The development of atherosclerosis is known to be associated with classical CV risk factors such as advanced age, increased BMI, elevated serum triglycerides, LDL-cholesterol, and total cholesterol levels [28]. PsA patients have a higher risk of developing CV risk factors, and a higher risk of presenting a CVD, compared to the general population. However, as in our study, the effect of systemic inflammation on the endothelium and its contribution to the atherosclerotic process can be better understood in patients without conventional CV risk factors and CV comorbidity. The mean CIMT value of the 43 PsA patients in our study (0.63 mm) was similar to that reported in previous studies and significantly higher than in the HCs group (p<0.001) [29] [30] [31]. Although we found that this young patient population (mean age, 42 years) with no atherosclerotic disease burden had an increased waist circumference and low HDL-cholesterol levels compared to the HCs group, these findings were not correlated with CIMT.

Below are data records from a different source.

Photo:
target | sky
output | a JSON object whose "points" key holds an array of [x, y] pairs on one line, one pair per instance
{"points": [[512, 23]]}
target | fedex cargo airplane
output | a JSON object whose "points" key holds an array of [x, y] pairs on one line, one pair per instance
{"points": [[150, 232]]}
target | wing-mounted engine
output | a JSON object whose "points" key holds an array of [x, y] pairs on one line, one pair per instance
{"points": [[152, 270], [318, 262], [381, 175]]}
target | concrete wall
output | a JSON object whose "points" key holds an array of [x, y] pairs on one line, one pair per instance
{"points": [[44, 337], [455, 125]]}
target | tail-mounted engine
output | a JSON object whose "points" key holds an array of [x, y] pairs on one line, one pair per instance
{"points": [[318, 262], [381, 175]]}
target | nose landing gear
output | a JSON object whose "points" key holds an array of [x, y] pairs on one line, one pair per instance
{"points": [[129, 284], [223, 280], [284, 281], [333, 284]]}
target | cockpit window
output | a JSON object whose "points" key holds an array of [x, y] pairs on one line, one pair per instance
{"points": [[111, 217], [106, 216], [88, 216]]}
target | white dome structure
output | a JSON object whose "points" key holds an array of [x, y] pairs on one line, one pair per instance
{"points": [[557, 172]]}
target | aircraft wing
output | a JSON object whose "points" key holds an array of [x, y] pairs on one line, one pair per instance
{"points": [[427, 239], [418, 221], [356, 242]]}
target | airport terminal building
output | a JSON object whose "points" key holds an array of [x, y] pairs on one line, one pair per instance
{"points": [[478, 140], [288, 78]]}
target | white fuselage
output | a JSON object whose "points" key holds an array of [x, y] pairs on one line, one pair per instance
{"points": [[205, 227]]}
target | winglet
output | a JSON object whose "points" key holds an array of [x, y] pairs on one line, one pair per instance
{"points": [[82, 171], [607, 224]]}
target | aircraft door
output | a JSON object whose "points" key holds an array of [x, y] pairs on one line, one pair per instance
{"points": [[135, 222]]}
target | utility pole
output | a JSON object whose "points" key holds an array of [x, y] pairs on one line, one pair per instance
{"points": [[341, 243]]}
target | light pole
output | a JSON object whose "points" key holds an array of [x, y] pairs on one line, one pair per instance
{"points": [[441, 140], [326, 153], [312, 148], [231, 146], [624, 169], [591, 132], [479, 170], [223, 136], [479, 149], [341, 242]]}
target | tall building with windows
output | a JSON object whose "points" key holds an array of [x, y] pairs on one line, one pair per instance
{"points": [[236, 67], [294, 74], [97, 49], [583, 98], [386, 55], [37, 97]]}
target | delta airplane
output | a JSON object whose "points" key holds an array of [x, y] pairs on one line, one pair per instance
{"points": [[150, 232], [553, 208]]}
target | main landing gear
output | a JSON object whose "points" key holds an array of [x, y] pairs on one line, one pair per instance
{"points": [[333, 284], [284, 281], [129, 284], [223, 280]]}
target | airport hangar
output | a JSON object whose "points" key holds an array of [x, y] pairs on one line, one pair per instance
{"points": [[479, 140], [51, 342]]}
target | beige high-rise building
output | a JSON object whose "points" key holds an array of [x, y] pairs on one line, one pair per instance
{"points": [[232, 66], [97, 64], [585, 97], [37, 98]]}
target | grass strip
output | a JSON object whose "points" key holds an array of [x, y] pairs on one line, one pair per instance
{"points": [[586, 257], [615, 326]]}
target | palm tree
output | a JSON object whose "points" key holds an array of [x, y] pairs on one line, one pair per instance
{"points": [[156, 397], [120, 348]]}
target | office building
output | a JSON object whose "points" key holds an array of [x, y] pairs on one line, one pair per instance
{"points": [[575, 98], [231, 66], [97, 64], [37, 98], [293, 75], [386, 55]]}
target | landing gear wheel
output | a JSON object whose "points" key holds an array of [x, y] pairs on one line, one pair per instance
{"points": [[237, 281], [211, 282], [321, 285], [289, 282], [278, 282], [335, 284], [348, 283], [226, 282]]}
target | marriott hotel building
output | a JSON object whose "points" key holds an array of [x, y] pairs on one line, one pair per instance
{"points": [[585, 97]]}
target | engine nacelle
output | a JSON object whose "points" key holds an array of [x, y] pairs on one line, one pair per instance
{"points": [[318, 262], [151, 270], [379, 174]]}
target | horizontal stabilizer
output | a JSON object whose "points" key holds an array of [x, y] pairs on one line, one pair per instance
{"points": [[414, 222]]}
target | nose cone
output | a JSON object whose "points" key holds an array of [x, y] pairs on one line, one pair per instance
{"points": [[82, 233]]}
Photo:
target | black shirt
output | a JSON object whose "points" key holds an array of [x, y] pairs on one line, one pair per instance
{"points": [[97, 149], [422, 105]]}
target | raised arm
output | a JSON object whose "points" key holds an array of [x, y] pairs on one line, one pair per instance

Identification of biomarkers that can be used in determining subclinical atherosclerosis even years before clinical CVD is of great importance for predicting the CV morbidity and mortality risk. Homocysteine, CRP, IL-6, ICAM-1, fibrinogen, and uric acid were the markers shown to be associated with early atherosclerosis in PsA patients [4] [31]. In contrast to most studies, we did not find a correlation between CIMT and the commonly used acute phase reactants (CRP and ESR). This may be because most patients had normal or slightly elevated CRP and ESR values (8.36±11.58 mg/L and 23.93±17.19 mm/h, respectively). In addition, these parameters are acute phase markers and may not reflect a chronic inflammatory burden. Shen and colleagues reported no association with CIMT and PsO severity, PsA severity, or PsA treatment (NSAIDs, systemic steroids, and synthetic or biologic DMARDs) in line with our study [32]. Of the CAMs that mediate inflammation in both synovitis and atherosclerosis in PsA, ICAM-1 was shown to be associated with subclinical atherosclerosis [4] [31], whereas no such relationship has been previously reported for VCAM-1. However, in a recent study on patients undergoing coronary angiography, it was suggested that VCAM-1 may predict CVD risk due to its association with the prevalence of coronary lesions [33]. Dessein et al. [34] also reported that serum VCAM-1 levels were associated with CIMT and plaque formation in patients with RA. In our study, both ICAM-1 and VCAM-1 were positively correlated with CIMT.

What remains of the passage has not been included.